今回は、475℃脆性についてお話します。
「475℃脆性」または「475℃脆化」は、フェライト系ステンレス鋼や二相系ステンレス鋼に見られる脆化現象です。300℃~550℃程度に一定時間加熱した時に脆化が起こり、硬度が上昇し、延性や靭性が低下します。特に475℃付近で急速に脆化するため475℃脆性と呼ばれます。
この脆化現象は、Cr含有量が12%を超えると確認されるようになり、含有量が増えるほど短時間で脆化が発生します。およそ15%を超えるあたりからこの脆化減少が問題となる場合が多くなります。
フェライト系ステンレス鋼で特筆される特徴ですが、マルテンサイト系ステンレスやオーステナイト系ステンレスでも起こります。

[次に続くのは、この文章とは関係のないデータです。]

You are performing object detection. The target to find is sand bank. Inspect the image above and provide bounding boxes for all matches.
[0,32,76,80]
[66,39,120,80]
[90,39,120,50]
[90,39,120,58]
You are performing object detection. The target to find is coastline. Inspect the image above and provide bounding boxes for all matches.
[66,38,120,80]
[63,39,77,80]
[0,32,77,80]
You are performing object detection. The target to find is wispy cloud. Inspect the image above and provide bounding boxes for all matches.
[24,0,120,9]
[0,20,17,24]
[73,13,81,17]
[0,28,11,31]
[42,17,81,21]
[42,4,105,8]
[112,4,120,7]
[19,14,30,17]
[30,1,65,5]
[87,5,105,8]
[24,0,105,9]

この脆化現象はスピノーダル分解という相分離によって起こり、組織がCr濃度の高いフェライト相と低いフェライト相に分離する事により硬く脆い組織になるのです。
この脆化は、600℃以上の温度で一定時間保持することでCrを再固溶させて解消する事ができます。
600℃~800℃程度の温度域ではσ脆性という別の脆化現象が発生しますが、これはその温度域で数百時間程度の保持が必要なため、熱処理工程で問題視される事は一般的にはありません。
また、475℃脆性は、Alなどの添加で発生を抑制できることが確認されています。

みなさんの参考になったでしょうか。
それでは、また来月もよろしくお願いします。